In his seminal work, Flow: The Psychology of Optimal Experience, Csikszentmihalyi outlined his theory that people are happiest when they are in a state of ‘flow’, that is, a state of concentration or complete absorption within an activity. When people are profoundly involved in an activity – as they are during Pictability© – they experience ‘flow’. The idea of flow is identical to the feeling of being ‘in the zone’ or ‘in the groove’. The flow state is an optimal state of intrinsic motivation, where the person is fully immersed in what they are doing. This is a feeling everyone has at times, characterised by a feeling of great absorption, engagement, fulfillment, and skill.
The ‘Post Traumatic Growth’ (or PTG) theory explains how we can emerge from challenging situations stronger and more resilient than we were before we faced that challenge. The theory was originally described as understanding the positive growth we experience because we have struggled with a highly challenging life circumstance, not despite a highly challenging life circumstance (Tedeschi & Calhoun, 2004). PTG is thus distinct from hope and optimism, in that it links personal growth to the experience of trauma and stress. PTG explains that Nietzschean idea, that what doesn’t kill us, makes us stronger (Jayawickreme & Blackie, 2014). PTG emphasises engagement, empowerment and hope, since it offers the promise of growth and positive transformation from otherwise distressing or traumatic life events.

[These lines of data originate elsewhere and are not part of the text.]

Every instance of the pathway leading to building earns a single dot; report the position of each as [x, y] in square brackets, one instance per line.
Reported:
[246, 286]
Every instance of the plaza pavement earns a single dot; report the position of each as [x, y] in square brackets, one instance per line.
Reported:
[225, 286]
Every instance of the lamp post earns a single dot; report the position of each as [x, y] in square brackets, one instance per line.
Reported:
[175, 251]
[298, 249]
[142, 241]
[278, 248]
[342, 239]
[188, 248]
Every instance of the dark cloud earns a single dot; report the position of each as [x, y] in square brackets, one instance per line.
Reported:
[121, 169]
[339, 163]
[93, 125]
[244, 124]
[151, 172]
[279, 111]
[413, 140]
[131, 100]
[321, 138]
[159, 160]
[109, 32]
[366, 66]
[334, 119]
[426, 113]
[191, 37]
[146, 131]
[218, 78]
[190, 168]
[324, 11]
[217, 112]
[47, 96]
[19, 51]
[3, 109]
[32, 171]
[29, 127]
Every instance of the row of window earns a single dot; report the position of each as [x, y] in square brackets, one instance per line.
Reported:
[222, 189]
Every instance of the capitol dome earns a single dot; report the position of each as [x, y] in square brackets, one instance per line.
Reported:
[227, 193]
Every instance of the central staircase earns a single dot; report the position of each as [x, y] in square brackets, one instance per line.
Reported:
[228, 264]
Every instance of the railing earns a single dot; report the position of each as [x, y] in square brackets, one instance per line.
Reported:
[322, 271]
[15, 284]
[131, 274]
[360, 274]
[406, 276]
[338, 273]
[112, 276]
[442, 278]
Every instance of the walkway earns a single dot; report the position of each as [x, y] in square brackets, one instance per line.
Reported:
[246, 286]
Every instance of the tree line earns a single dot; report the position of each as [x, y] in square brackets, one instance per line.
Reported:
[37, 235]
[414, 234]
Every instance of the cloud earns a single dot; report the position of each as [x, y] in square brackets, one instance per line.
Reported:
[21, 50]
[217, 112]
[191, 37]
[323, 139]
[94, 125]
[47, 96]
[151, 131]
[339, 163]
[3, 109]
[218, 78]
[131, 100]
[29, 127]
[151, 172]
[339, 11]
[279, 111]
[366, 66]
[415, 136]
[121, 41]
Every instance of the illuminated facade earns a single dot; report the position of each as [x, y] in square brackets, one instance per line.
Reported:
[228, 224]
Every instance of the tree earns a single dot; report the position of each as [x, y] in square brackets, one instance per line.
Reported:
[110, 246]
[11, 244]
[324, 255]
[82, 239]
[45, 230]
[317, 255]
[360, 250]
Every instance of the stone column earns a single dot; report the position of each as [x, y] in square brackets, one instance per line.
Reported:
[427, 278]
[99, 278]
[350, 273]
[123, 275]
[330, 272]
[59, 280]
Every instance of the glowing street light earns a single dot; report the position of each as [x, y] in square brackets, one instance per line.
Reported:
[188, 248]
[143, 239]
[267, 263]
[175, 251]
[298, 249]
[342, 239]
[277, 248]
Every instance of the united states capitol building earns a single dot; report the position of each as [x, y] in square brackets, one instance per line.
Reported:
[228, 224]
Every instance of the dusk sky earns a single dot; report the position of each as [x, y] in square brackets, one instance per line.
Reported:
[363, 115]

All of the aforementioned theoretical principles, however beneficial, are not particularly useful if participants are not motivated to engage in the content of Now&Next. As Mora and colleagues (2016) rightly point out, ‘both engagement and motivation are important factors in any learning process’. That is why we have used gamification (sometimes known as ‘serious gaming’) to make sure that Now&Next is not only theoretically rigorous, but also enjoyable and engrossing – that is: engaging – for participants (Surendeleg et al., 2014; Tulloch, 2014).
The final key theoretical foundation for Now&Next is mindfulness. Kathryn Adair and Barbara Fredrickson (2015) define mindfulness as non-judgmental present-moment attention and awareness, which varies across persons and moments. The purpose of mindfulness, then, is to ‘foster greater attention to and awareness of present moment experience’ (Creswell, 2017), although a crucial aspect to mindfulness is to approach such attention without judgement.

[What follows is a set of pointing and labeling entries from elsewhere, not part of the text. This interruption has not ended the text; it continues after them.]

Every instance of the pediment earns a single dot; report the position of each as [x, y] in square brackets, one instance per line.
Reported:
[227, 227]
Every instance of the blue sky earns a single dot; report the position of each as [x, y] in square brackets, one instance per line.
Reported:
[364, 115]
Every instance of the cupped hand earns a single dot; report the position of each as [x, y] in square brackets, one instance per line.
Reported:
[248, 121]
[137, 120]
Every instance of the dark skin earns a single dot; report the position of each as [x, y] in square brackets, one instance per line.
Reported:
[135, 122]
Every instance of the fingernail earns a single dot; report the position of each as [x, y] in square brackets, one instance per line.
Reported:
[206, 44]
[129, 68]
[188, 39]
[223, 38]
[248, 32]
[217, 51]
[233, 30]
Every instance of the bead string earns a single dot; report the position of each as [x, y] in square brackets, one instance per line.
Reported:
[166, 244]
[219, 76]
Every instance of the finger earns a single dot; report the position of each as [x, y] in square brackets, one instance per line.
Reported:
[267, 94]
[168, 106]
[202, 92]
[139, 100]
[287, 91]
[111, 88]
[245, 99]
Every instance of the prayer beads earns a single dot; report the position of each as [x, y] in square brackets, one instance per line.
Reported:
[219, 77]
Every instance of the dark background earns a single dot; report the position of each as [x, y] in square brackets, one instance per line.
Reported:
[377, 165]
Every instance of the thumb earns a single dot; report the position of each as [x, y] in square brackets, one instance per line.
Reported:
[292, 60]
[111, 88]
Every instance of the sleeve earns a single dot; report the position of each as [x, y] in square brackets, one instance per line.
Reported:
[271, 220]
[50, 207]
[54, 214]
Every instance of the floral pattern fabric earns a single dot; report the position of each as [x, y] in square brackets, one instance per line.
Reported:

Mindfulness is well evidenced to reduce stress and alleviate suffering, including stress, depression and anxiety (Liu et al., 2015), all of which are significant risks for parents of children with disability and developmental delay. Moreover, research suggests that mindfulness may improve social relationships, increase resilience, and promote emotional regulation (Brown, Ryan & Creswell, 2007). Indeed, mindfulness is connected to greater ‘inner peace’, by helping us to ‘re-perceive’ our experiences with clarity, objectivity and perspective, as well as promoting self-acceptance through inviting us to accept without judgement our emotions and thoughts (Liu et al., 2015).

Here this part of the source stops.